What are the pros and cons of each approach ?
Update:
Method1 Disadvantage : Difficult to work with appengine.
This has been unanswered question (at least to me) so far. There're some discussion on this recently:-
https://plus.google.com/u/0/104537541227697934010/posts/a4kJ9e1UUqE
Ian Bicking said this in the comment:-
I do think we can do something that incorporates both systems. I
posted a recipe for handling this earlier, for instance (I suppose I
should clean it up and repost it). You can handle libraries in a very
similar way in Python, while still using the tools we have to manage
those libraries. You can do that, but it's not at all obvious how to
do that, so people tend to rely on things like reinstalling packages
at deploy time.
http://tarekziade.wordpress.com/2012/02/10/defining-a-wsgi-app-deployment-standard/
The first approach seem the most common among python devs. When I first started doing development in Django, it feels a bit weird since when doing PHP, it quite common to check third party lib into the project repo but as Ian Bicking said in the linked post, PHP style deployment leaves out thing such non-portable library. You don't want to package things such as mysqldb or PIL into your project which better being handled by tools like Pip or distribute.

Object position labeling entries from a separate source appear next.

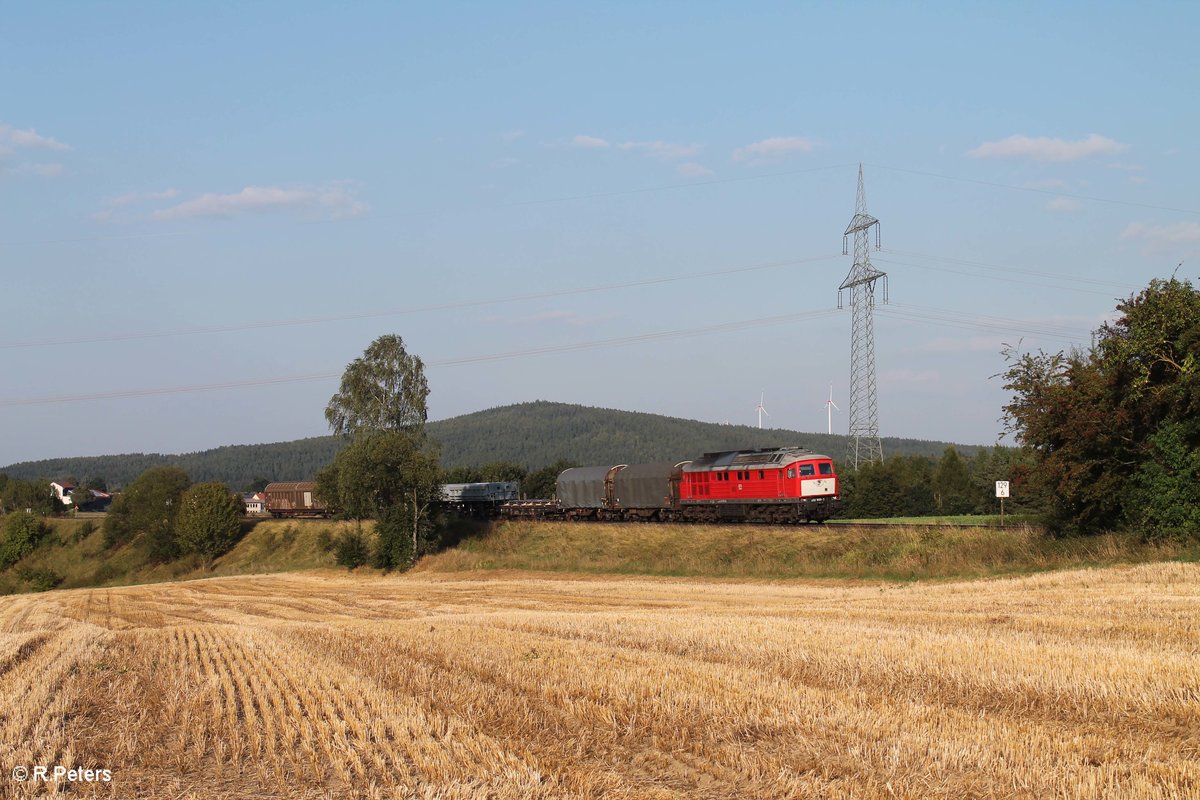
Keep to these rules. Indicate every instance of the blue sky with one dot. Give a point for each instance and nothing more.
(208, 210)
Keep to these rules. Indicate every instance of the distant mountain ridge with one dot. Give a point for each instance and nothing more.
(533, 434)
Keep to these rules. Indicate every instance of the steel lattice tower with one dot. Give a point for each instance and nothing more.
(864, 444)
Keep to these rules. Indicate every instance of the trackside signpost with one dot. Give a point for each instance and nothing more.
(1001, 492)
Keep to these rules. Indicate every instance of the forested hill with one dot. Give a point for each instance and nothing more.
(533, 434)
(541, 433)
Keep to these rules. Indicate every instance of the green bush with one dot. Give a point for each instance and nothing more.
(84, 530)
(40, 579)
(352, 551)
(22, 534)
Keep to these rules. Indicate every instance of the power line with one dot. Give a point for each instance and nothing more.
(515, 204)
(1001, 268)
(1038, 191)
(411, 310)
(972, 322)
(899, 311)
(574, 347)
(995, 277)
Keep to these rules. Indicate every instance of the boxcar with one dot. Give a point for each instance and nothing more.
(294, 499)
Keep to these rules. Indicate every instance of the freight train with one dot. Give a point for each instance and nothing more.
(299, 498)
(773, 485)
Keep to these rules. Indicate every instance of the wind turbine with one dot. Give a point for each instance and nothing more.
(829, 407)
(761, 408)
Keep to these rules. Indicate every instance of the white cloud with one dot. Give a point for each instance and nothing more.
(1048, 149)
(1049, 182)
(588, 142)
(1065, 204)
(691, 169)
(29, 138)
(1180, 232)
(41, 170)
(773, 149)
(141, 197)
(335, 202)
(663, 149)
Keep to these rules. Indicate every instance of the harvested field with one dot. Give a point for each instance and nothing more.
(522, 685)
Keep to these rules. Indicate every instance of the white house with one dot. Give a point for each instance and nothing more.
(63, 491)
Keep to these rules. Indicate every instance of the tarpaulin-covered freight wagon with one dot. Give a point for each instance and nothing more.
(647, 486)
(583, 487)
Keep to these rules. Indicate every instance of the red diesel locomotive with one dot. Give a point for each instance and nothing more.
(780, 486)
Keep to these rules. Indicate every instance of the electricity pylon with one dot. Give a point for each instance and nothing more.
(864, 444)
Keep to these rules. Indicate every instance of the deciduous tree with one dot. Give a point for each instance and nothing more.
(209, 519)
(1115, 428)
(383, 390)
(148, 507)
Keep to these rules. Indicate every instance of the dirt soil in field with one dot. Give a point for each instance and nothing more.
(514, 685)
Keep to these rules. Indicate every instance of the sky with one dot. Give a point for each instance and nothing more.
(208, 210)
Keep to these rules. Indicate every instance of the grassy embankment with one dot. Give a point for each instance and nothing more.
(75, 552)
(805, 552)
(525, 686)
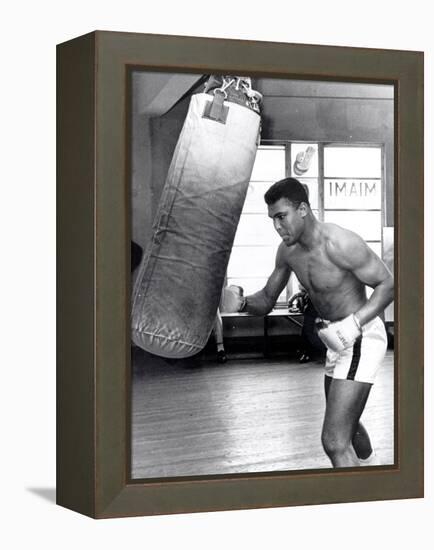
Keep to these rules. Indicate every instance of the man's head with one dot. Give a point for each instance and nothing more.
(290, 189)
(288, 207)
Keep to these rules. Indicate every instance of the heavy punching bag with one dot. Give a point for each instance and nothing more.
(178, 286)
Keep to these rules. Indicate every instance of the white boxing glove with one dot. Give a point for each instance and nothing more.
(232, 299)
(341, 334)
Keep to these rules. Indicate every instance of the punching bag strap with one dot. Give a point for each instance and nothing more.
(216, 109)
(227, 89)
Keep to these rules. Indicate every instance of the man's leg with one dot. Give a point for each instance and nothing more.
(361, 442)
(346, 400)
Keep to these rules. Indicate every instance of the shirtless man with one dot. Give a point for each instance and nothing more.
(334, 265)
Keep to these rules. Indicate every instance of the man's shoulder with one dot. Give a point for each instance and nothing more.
(336, 234)
(342, 244)
(284, 254)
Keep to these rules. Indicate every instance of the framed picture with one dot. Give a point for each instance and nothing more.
(171, 399)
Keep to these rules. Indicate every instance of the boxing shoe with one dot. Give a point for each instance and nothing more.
(339, 335)
(232, 299)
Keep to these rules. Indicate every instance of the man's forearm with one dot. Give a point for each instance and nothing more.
(382, 296)
(259, 303)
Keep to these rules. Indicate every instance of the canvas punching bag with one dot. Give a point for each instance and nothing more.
(178, 286)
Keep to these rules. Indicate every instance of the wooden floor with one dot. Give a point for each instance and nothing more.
(248, 415)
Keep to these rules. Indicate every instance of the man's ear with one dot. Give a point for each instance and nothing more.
(303, 209)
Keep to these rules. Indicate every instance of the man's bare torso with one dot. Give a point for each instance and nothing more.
(334, 291)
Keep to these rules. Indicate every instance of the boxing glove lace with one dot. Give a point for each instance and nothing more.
(339, 335)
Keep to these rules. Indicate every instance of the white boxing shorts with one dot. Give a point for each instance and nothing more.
(362, 360)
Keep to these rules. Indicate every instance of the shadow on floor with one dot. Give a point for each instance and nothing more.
(47, 493)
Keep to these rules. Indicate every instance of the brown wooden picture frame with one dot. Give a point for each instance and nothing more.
(93, 274)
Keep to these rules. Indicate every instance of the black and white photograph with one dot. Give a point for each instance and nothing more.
(262, 274)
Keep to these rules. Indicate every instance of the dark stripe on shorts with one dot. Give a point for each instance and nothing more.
(355, 359)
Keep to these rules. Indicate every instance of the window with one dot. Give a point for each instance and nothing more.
(256, 241)
(345, 185)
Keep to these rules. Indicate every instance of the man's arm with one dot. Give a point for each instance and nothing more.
(352, 253)
(262, 302)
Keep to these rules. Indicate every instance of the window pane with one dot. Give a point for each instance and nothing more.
(376, 247)
(252, 261)
(365, 224)
(269, 164)
(312, 184)
(352, 162)
(256, 229)
(352, 193)
(304, 160)
(254, 202)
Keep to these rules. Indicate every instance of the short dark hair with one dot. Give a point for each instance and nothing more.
(290, 189)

So this is what I'm using currently.
All projects will have virtualenv directory at the project root. We name it as .env and ignore it in vcs. The first thing dev did when to start doing development is to initialize this virtualenv and install all requirements specified in requirements.txt file. I prefer having virtualenv inside project dir so that it obvious to developer rather than having it in some other place such as $HOME/.virtualenv and then doing source $HOME/virtualenv/project_name/bin/activate to activate the environment. Instead developer interact with the virtualenv by invoking the env executable directly from project root, such as:-
.env/bin/python
.env/bin/python manage.py runserver
To deploy, we have a fabric script that will first export our project directory together with the .env directory into a tarball, then copy the tarball to live server, untar it deployment dir and do some other tasks like restarting the server etc. When we untar the tarball on live server, the fabric script make sure to run virtualenv once again so that all the shebang path in .env/bin get fixed. This mean we don't have to reinstall dependencies again on live server. The fabric workflow for deployment will look like:-
fab create_release:1.1 # create release-1.1.tar.gz
fab deploy:1.1 # copy release-1.1.tar.gz to live server and do the deployment tasks
fab deploy:1.1,reset_env=1 # same as above but recreate virtualenv and re-install all dependencies
fab deploy:1.1,update_pkg=1 # only reinstall deps but do not destroy previous virtualenv like above
We also do not install project src into virtualenv using setup.py but instead add path to it to sys.path. So when deploying under mod_wsgi, we have to specify 2 paths in our vhost config for mod_wsgi, something like:-
WSGIDaemonProcess project1 user=joe group=joe processes=1 threads=25 python-path=/path/to/project1/.env/lib/python2.6/site-packages:/path/to/project1/src
In short:
We still use pip+virtualenv to manage dependencies.
We don't have to reinstall requirements when deploying.
We have to maintain path into sys.path a bit.
Virtualenv and pip are fantastic for working on multiple django projects on one machine. However, if you only have one project that you are editing, it is not necessary to use virtualenv.